Jophiel wrote:
Obama single-handedly sparked a wave of pro-democracy movements throughout the Middle East and North Africa?
Jokes aside, one of the things that does bother me about the coverage of all the unrest going on in the ME is how the media constantly labels the various protests and revolts as "democracy in action". Um... It's not. Popular uprisings have been happening for pretty much the entirety of human civic history, and very very very very rarely do they ever have anything to do with democracy, much less result in a democratic form of government. Yet the democracy label is tossed around anyway.
The easiest thing to do in politics is to get people to join you in opposition to something they all don't like. The hardest thing to do in politics is to get people to join you in support of something they all do like. That's why negative politics tends to work. You can usually get many times more people to agree that they don't like something about your opponent than you can get to agree that they do like about you. Everyone does this to some degree in politics, but that doesn't mean that we shouldn't still ask the question "what replaces the thing we all agree we don't like?".
In the real world, we don't ever make just the decision *not* to do something. We really choose to do something else. We should look to see if those opposing something are presenting an alternative that is "better". Because when we don't, there will be an alternative, but we wont know what it is until it arrives, and most often it wont be something we would have chosen if we'd been presented with it in the first place.
Having said all that, I would love for these protests to lead to actual democratic systems being put in place. And unlike some Conservative pundits, I don't have a problem if those systems include groups like Hamas, Hezbolla, the Muslim Brotherhood, etc for the same reasons I mentioned above. It's easy to gain power by always and only focusing people's anger at other targets. It's easy for someone standing on the sidelines to get people to join them railing against "the man". But when they have to step up and take some of the responsibility, it wont be so easy. The only way people can break free of the grip of those groups is to see what they'd do if they had power. Painful? Almost certainly. But until the people living in those areas see what their true options are, they'll never reject the more radical ideas that sound great from a guy standing on a street corner, but don't work out so well when they come from the guy who's failing to provide food, shelter, and clean drinking water to the people.

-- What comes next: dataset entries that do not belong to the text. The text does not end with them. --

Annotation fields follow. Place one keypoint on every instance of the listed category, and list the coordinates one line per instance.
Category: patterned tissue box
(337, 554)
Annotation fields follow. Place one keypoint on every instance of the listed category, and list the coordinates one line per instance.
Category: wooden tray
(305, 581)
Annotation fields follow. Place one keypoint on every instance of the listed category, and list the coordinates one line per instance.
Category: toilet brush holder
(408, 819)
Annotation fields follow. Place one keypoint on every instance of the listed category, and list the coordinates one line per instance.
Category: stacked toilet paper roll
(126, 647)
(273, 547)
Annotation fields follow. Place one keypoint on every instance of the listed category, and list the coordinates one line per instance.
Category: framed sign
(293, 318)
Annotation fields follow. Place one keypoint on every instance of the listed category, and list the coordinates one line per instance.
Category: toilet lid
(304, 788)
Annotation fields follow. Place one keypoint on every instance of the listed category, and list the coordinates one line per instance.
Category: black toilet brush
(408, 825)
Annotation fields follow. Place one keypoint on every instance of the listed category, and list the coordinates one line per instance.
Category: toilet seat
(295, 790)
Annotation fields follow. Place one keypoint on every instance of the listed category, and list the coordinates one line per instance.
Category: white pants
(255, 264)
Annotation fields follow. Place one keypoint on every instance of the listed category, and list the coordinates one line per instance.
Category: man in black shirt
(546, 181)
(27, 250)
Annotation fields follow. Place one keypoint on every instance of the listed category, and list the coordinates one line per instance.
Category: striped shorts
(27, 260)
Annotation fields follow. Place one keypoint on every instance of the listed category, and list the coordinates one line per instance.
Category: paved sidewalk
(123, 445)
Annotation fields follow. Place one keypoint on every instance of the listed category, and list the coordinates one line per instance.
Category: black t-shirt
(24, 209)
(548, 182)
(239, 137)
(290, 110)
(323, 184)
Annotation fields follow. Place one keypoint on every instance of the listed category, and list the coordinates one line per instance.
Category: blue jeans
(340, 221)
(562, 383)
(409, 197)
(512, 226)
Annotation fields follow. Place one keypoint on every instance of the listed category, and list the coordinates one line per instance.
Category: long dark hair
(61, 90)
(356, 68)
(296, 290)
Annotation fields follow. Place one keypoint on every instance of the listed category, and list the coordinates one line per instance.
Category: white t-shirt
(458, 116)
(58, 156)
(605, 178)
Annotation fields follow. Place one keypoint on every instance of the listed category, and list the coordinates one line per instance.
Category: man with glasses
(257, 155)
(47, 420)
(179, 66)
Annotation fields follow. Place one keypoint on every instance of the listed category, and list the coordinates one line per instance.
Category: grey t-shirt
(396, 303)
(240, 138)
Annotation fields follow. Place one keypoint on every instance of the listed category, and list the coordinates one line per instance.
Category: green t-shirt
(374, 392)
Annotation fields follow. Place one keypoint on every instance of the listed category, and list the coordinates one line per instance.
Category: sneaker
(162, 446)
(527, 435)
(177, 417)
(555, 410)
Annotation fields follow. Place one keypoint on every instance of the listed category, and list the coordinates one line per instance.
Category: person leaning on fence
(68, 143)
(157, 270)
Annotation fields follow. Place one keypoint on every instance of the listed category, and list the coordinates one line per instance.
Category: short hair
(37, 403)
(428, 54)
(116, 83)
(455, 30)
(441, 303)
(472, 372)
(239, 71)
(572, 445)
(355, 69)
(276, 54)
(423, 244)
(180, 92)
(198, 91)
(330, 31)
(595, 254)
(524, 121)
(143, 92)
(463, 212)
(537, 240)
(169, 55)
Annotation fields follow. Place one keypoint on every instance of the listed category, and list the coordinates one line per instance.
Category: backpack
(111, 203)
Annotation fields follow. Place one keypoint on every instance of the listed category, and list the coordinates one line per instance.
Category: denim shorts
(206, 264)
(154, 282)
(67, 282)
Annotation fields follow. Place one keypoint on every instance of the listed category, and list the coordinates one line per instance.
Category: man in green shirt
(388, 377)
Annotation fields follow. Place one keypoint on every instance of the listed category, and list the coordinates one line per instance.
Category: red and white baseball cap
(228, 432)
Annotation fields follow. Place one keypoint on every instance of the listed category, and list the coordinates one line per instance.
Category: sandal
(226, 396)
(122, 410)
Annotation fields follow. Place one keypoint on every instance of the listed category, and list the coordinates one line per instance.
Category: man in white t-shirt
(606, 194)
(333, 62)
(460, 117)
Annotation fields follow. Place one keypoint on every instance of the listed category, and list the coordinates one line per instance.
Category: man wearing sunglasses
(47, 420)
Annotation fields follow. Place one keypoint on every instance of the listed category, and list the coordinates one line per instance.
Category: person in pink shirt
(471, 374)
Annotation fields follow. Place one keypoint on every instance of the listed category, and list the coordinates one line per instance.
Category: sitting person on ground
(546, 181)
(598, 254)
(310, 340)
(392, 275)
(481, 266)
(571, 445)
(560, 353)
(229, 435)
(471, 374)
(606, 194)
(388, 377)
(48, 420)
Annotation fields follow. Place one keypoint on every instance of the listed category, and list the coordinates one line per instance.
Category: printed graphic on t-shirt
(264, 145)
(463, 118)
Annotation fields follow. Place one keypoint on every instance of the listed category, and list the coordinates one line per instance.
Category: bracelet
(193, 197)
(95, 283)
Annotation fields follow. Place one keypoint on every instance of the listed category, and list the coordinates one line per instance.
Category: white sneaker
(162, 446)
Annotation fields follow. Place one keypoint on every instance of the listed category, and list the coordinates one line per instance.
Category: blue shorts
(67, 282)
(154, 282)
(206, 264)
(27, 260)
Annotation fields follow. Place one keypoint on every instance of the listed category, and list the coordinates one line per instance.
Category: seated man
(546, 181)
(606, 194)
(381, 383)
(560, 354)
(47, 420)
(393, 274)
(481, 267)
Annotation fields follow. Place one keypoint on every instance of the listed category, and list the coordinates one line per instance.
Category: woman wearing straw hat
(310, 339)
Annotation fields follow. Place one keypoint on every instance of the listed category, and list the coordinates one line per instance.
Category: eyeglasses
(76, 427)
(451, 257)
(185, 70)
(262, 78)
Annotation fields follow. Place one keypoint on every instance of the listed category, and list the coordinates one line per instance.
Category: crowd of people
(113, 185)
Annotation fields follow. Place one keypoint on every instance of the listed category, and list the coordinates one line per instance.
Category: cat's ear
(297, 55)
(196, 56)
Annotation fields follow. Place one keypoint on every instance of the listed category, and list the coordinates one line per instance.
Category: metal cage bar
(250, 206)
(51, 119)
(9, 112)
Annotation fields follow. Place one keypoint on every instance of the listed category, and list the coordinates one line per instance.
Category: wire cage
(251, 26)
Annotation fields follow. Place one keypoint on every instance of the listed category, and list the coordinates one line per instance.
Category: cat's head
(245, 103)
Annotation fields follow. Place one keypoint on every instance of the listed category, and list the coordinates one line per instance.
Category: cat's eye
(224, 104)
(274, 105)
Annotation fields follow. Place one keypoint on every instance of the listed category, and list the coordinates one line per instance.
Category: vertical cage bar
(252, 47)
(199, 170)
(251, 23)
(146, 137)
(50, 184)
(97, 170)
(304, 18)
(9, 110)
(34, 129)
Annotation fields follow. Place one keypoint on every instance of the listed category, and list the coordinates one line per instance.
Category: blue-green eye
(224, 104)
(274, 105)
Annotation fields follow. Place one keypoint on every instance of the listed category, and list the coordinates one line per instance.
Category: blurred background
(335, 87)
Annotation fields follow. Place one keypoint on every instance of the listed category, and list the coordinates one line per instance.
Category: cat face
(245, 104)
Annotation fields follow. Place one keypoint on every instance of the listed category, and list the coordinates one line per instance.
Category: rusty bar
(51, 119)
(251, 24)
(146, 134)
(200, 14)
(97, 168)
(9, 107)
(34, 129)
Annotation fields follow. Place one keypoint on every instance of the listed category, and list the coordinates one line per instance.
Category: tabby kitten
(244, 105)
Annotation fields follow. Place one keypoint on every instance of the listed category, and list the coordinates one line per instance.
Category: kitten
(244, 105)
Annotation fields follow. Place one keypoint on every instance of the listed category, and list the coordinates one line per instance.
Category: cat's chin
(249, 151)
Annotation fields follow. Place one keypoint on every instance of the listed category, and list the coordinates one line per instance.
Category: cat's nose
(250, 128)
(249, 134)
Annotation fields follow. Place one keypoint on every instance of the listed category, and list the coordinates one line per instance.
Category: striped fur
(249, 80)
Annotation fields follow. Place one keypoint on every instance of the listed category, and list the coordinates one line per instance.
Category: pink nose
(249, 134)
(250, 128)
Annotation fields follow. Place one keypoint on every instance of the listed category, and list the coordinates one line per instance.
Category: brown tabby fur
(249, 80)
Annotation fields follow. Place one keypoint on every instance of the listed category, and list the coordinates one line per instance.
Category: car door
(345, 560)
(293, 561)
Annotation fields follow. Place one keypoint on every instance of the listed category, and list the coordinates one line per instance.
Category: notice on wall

Um. But that's exactly why such popular revolts so often lead to even more oppressive regimes than the ones they overthrew. The new leaders wont want to be judged like the old, so they clamp down more on anyone who might oppose them as they opposed the last guy. And since they know how that works, they're often far better at preventing any opposition.
We'll see what happens though. I just wouldn't automatically assume that real democracy will result from any of this.